This lab allows users to construct a NooJ corpus (.noc file) from a single text file.

A NooJ corpus is a set of texts that are processed together. All the texts’ files must be represented in the same file format, and will be processed by the same set of linguistic resources (i.e. there is only one language module for a corpus).

(1) Enter the original file name which will be split into a large number of text files that will constitute the corpus. For instance, one might want to enter the file HERALDTRIBUNE1994.TXT in order to split it into a 12-file corpus (one file per month), or a 365-file corpus (one file per day), or even split it into thousands of files (one file per article).

(2) Enter the original file format. It might be UTF8 (Unicode) or (Other raw text formats > “Windows Western European”)

There is an option to process PDF files; warning: this functionality does not work with PDF images (i.e. when texts are represented by a series of images, rather than real text), and it does not work if the PDF is encrypted (i.e. protected against copy).

(3) Enter a Perl expression to identify delimitations between specific text units inside the corpus.
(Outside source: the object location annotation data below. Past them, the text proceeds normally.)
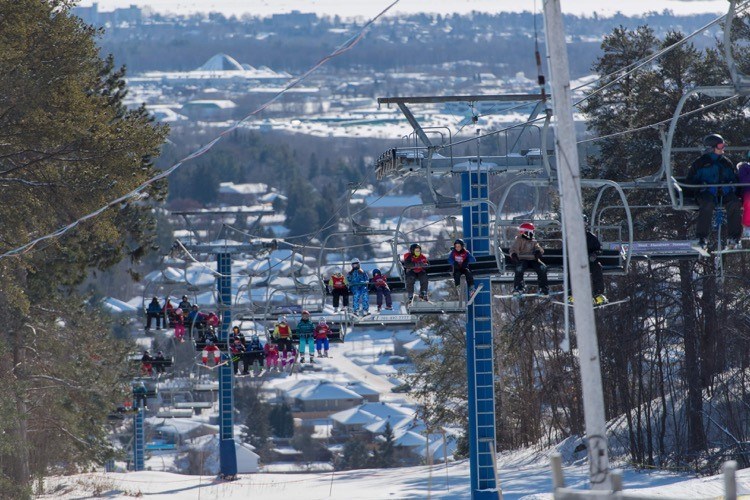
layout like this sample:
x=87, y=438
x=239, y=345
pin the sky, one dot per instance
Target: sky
x=368, y=8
For instance, in order to split the newspaper HERALDTRIBUNE1994.TXT into a set of articles, one needs to identify the header/title section that introduces each article, for instance, the following Perl expression:

^([A-Z]| )* ([0-9][0-9][0-9][0-9]-[0-9][0-9]-[0-9][0-9])

Would recognize headers such as:

A NEW PRESIDENT (1994-12-15)

(4) Each article/unit will be stored in a different file. Choose the base name for all the files, as well as the number used to numerate the first file. For instance, if the base name is “ht1994-” and the first file number is 1, then the file HERALDTRIBUNE.TXT will be split into:

ht1994-1.not, ht1994-2.not, ht1994-3.not, ht1994-4.not, ht1994-5.not, etc.

The resulting files can be stored either in a NooJ corpus (a single .noc file) or in a folder.